What the $1,500 Flat Fee Includes
The Hive Law’s LLC formation fee covers every document and filing needed to legally operate your LLC in Georgia:
- Articles of Organization — filed with the Georgia Secretary of State ($100 state fee paid separately). This is the public document that legally creates your LLC.
- Operating agreement — the internal governing document that defines ownership percentages, management structure, profit distribution, voting rights, and what happens if a member wants to leave or dies. Banks require this to open a business account. Courts use it to resolve disputes. Online services do not provide a properly customized version of this document.
- EIN application — the federal Employer Identification Number required to open a business bank account, hire employees, and file taxes
- Registered agent service — first year — Georgia requires every LLC to maintain a registered agent with a Georgia street address to receive legal notices. The first year is included; renewal is $99/year after that.
- Formation consultation — a 30-minute call to discuss management structure (member-managed vs manager-managed), ownership percentages, and whether you should also elect S-Corp tax treatment
LLC vs S-Corp in Georgia
This is the most common question we get from business owners. The short answer: an LLC is simpler to run, and an S-Corp saves more in taxes at higher income levels.
Default LLC taxation. A single-member LLC is taxed as a sole proprietorship — all profit flows to your personal return and is subject to self-employment tax (15.3%) on the full amount. This is straightforward but expensive at higher income levels.

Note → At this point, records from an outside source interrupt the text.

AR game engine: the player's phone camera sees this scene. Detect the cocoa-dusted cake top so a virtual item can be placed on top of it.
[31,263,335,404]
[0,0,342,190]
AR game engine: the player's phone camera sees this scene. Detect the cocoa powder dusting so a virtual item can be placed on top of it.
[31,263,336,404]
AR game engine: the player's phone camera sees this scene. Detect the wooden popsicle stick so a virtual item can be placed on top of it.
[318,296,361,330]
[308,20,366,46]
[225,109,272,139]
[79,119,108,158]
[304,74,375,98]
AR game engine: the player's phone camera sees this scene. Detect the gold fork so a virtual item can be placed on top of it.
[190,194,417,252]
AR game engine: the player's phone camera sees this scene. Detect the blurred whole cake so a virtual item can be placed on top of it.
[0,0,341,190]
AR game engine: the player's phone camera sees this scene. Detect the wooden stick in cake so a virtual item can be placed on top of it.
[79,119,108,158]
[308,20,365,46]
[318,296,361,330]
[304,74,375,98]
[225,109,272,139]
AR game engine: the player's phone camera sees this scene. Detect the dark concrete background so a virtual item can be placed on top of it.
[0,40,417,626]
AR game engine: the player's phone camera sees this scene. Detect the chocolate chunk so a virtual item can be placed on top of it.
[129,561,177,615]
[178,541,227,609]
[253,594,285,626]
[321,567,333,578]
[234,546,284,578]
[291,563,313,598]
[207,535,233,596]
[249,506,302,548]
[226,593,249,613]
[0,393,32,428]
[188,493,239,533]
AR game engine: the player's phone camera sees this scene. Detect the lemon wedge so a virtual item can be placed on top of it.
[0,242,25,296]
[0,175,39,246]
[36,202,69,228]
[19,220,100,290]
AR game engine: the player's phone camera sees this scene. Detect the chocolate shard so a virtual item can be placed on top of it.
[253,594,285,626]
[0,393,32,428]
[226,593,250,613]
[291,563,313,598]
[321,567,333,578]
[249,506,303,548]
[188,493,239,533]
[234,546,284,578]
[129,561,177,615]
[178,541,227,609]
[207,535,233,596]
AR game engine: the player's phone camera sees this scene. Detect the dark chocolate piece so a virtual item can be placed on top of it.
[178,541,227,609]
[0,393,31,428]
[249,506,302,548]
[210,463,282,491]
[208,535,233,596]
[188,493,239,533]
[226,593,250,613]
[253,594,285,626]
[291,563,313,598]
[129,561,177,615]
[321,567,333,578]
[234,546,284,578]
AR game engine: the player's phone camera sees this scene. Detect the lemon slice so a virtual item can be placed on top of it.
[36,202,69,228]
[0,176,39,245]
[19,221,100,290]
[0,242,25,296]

S-Corp taxation. An S-Corp (or an LLC taxed as an S-Corp) lets you split income between a W-2 salary and distributions. Self-employment tax applies only to the salary, not the distributions. At $150,000 of net profit, this can save $10,000 to $20,000 per year depending on the salary you set.
The tradeoff. S-Corp status requires running payroll, holding annual meetings, maintaining minutes, and filing an extra tax return (Form 1120-S). These administrative costs run $1,500 to $3,000 per year with a CPA. Below $50,000 in net profit, the tax savings usually do not exceed the overhead. Above $80,000, they typically do.

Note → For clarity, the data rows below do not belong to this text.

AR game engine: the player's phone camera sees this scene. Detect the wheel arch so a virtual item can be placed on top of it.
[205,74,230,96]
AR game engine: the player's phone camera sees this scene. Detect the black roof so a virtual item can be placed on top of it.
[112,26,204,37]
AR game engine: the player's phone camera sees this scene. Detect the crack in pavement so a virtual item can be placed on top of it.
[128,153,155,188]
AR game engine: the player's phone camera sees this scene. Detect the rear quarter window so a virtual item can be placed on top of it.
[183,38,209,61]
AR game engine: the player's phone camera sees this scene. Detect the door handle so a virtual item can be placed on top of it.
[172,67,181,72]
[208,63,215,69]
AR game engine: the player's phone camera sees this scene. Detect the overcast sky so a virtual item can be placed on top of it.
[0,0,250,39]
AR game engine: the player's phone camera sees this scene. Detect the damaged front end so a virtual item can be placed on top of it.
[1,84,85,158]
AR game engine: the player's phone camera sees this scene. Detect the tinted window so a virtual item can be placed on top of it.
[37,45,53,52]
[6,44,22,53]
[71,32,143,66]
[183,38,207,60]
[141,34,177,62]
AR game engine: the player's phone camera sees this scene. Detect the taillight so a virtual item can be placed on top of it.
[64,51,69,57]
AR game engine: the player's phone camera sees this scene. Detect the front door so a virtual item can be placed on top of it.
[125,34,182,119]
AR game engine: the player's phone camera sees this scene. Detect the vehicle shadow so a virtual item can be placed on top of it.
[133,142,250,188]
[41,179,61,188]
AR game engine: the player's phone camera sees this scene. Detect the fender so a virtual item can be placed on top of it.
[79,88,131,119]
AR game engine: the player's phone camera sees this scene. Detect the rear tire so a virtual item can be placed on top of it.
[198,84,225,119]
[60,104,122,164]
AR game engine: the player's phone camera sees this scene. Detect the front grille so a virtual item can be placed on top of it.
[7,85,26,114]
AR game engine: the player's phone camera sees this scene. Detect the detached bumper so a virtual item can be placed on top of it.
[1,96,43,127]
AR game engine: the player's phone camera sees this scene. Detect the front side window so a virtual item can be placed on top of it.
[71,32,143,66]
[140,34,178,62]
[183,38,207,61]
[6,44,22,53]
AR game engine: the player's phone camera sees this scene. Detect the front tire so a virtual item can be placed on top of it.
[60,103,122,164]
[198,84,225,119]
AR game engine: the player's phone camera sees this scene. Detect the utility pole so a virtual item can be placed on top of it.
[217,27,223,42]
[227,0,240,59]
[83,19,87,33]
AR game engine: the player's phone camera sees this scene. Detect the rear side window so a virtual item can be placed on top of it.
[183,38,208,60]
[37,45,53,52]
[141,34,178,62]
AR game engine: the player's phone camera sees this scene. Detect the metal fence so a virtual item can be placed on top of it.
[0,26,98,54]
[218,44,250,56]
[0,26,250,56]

LLC taxed as S-Corp. You do not have to form a separate corporation to get S-Corp tax treatment. Your LLC can file IRS Form 2553 to elect S-Corp status. This is the most common structure for small business owners in Georgia who want tax savings without full corporate governance requirements.

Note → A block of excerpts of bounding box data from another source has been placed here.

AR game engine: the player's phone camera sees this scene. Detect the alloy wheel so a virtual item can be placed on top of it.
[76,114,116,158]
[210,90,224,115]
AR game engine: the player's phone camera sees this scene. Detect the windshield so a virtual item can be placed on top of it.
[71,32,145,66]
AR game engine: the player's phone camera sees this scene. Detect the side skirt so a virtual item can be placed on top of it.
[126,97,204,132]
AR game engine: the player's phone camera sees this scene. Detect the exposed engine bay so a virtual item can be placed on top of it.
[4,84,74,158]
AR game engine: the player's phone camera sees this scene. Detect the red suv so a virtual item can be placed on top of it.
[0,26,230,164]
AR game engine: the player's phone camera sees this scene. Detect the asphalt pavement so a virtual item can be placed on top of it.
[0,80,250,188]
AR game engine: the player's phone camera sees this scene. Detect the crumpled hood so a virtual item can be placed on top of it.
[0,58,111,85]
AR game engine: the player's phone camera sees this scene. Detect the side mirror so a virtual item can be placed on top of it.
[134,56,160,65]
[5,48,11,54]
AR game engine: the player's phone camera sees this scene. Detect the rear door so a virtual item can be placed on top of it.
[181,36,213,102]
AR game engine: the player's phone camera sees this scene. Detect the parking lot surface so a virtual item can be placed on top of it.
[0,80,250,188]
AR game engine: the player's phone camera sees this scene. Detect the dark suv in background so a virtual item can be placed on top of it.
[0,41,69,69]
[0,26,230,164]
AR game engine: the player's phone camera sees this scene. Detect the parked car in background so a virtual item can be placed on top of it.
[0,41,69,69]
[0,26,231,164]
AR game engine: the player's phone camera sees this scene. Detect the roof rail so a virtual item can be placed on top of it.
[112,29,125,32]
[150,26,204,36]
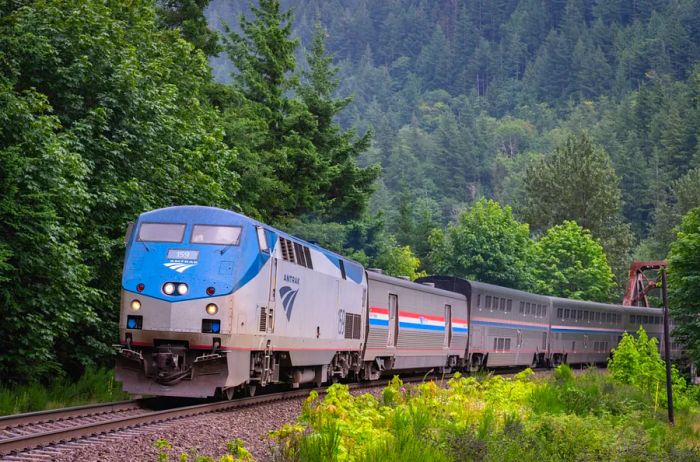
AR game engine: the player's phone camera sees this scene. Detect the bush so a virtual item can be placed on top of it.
[271,372,700,462]
[0,367,129,415]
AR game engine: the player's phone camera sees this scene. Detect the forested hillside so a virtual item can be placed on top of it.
[207,0,700,269]
[0,0,700,383]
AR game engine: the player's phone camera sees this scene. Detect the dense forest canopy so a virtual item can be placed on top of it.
[207,0,700,253]
[0,0,700,382]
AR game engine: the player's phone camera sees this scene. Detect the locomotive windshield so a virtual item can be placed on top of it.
[137,223,185,242]
[190,225,241,245]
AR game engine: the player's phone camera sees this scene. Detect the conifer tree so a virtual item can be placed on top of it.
[299,24,379,221]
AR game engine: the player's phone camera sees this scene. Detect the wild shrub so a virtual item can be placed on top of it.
[608,326,698,409]
[272,372,700,462]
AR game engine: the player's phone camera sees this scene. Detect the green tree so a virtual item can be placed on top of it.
[156,0,222,56]
[430,199,532,289]
[608,326,688,406]
[533,221,615,302]
[0,0,239,379]
[373,236,427,280]
[299,24,379,221]
[224,0,308,220]
[525,134,633,286]
[668,207,700,364]
[0,84,93,383]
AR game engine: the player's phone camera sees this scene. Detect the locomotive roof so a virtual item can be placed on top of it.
[139,205,362,268]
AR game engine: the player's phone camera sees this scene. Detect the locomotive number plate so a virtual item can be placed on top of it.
[168,249,199,260]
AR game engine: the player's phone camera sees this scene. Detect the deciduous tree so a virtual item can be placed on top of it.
[533,221,615,302]
[668,207,700,364]
[430,199,532,289]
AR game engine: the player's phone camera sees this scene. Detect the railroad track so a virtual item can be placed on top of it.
[0,372,548,459]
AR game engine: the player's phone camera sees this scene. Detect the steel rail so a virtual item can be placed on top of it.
[0,399,143,430]
[0,366,548,456]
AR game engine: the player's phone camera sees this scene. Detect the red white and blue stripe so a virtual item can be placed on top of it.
[369,306,469,334]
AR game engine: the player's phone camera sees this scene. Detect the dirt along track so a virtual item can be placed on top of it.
[0,369,547,461]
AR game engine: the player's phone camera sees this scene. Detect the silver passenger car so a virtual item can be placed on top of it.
[364,271,469,379]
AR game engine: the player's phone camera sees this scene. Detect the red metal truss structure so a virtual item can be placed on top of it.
[622,260,668,307]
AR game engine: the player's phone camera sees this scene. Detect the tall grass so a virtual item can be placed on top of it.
[0,368,129,415]
[272,366,700,462]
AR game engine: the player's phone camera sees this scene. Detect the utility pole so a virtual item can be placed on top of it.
[661,268,674,425]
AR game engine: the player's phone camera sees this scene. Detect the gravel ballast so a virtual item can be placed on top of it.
[53,387,382,462]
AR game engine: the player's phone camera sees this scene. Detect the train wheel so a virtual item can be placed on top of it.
[245,384,257,398]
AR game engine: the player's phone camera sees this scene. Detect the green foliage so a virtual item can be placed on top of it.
[374,237,427,280]
[299,24,379,221]
[0,367,129,415]
[222,0,378,220]
[608,326,692,408]
[0,0,238,382]
[668,207,700,364]
[430,199,532,289]
[153,438,255,462]
[271,372,700,461]
[525,134,632,286]
[156,0,221,56]
[533,221,614,302]
[0,0,377,383]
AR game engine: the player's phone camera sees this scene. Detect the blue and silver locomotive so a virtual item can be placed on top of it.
[116,206,680,398]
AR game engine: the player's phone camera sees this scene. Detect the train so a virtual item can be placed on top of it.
[115,206,678,399]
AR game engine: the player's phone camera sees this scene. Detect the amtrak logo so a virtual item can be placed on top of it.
[163,261,197,273]
[280,286,299,321]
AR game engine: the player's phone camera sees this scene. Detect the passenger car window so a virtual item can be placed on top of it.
[190,225,241,245]
[136,223,185,242]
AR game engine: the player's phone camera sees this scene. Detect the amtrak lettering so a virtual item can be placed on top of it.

Single-Member vs Multi-Member LLC
A single-member LLC has one owner. It is taxed as a sole proprietorship by default and is the simplest structure for solo business owners and freelancers.
A multi-member LLC has two or more owners. It is taxed as a partnership by default — profit and loss flow to each member’s personal return based on their ownership percentage. Multi-member LLCs file a federal Form 1065 and issue a Schedule K-1 to each member.
For multi-member LLCs, the operating agreement is especially critical. It should address:
- Ownership percentages — how profit, loss, and equity are split
- Management authority — who can sign contracts, open accounts, and make decisions
- Buy-sell provisions — what happens if a member wants to sell their interest, becomes disabled, or dies
- Deadlock procedures — how to resolve a dispute when 50/50 partners disagree
A generic online operating agreement does not cover these provisions adequately. We draft operating agreements specific to your ownership structure and business type.
How LLC Taxation Works in Georgia
Georgia does not have a separate LLC tax return for pass-through LLCs. Single-member LLCs report income on federal Schedule C (sole proprietorship) or Schedule E (rental). Multi-member LLCs file a federal Form 1065 and Georgia Form 700.
Georgia imposes a net worth tax on LLCs that is separate from income tax. The rate is based on the net worth of the LLC:
- Under $100,000 net worth: $50 minimum
- $100,000 to $500,000: $150
- $500,000 to $1 million: $200
- Over $1 million: scales up to $5,000 maximum
Georgia LLCs must also file an annual registration with the Secretary of State by April 1 each year. The fee is $50 per year. Missing the deadline results in a $25 late fee and eventual administrative dissolution if not corrected.
LLCs that elect S-Corp tax treatment file a federal Form 1120-S and a Georgia Form 600S, both due March 15 for calendar-year filers.